Database Isolation Levels

Isolation levels define how and when changes made by one transaction become visible to other concurrent transactions. The SQL standard defines four levels -- Read Uncommitted, Read Committed, Repeatable Read, and Serializable -- but real-world implementations (snapshot isolation, SSI) diverge significantly from the standard's definitions.

Overview

The SQL standard (SQL-92) defines four isolation levels based on the anomalies they prevent: Read Uncommitted (prevents nothing), Read Committed (prevents dirty reads), Repeatable Read (prevents dirty + non-repeatable reads), and Serializable (prevents all anomalies). However, Berenson et al.'s 1995 critique demonstrated that the standard's definitions are ambiguous and incomplete -- they fail to account for snapshot isolation, write skew, and other phenomena observed in real databases.

In practice, each database interprets isolation levels differently. PostgreSQL's Read Committed uses MVCC snapshots per statement; its Repeatable Read is true snapshot isolation (SI); its Serializable uses SSI. MySQL InnoDB's Repeatable Read uses MVCC for reads and next-key locking for writes, preventing some phantoms. Oracle's 'Serializable' is actually snapshot isolation (allowing write skew). SQL Server offers both lock-based and snapshot-based isolation (Read Committed Snapshot Isolation, RCSI). Understanding your specific database's behavior at each level is more important than memorizing the SQL standard.

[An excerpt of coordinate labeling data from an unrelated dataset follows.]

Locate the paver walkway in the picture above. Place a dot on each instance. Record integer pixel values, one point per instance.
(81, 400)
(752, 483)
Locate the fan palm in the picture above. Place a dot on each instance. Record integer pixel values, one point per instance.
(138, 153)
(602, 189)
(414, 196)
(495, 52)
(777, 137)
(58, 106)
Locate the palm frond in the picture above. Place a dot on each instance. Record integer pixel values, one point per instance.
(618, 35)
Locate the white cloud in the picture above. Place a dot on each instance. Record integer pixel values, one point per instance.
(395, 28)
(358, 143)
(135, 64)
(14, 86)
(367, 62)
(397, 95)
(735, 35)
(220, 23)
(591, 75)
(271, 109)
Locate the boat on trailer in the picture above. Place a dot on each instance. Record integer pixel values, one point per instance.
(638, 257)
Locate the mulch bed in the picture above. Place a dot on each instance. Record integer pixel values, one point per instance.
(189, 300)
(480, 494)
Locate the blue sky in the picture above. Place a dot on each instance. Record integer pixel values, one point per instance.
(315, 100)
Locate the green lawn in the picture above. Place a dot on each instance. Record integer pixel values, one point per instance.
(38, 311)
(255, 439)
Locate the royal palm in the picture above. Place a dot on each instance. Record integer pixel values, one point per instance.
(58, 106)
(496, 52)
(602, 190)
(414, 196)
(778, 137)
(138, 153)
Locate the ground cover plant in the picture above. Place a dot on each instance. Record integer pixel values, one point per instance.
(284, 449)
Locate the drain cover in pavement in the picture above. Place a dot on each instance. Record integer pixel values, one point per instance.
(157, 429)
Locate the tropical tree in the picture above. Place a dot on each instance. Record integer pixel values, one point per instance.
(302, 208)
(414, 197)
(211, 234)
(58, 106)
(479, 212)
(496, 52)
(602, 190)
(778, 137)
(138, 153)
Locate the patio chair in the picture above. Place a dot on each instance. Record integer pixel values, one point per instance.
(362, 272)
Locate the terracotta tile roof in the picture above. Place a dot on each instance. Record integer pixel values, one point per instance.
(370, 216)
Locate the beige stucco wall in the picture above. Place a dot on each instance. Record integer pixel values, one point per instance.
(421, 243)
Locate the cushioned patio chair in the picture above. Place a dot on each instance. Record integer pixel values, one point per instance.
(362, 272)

The anomalies form a hierarchy. Dirty reads occur when a transaction reads uncommitted data from another transaction. Non-repeatable reads occur when a transaction reads the same row twice and gets different values (because another transaction committed a change in between). Phantom reads occur when a transaction re-executes a query and gets different rows (because another transaction inserted or deleted rows matching the predicate). Write skew occurs when two transactions read overlapping data and write to different rows, violating a cross-row invariant. Lost updates occur when two transactions read the same value, compute a new value based on it, and one overwrites the other's result.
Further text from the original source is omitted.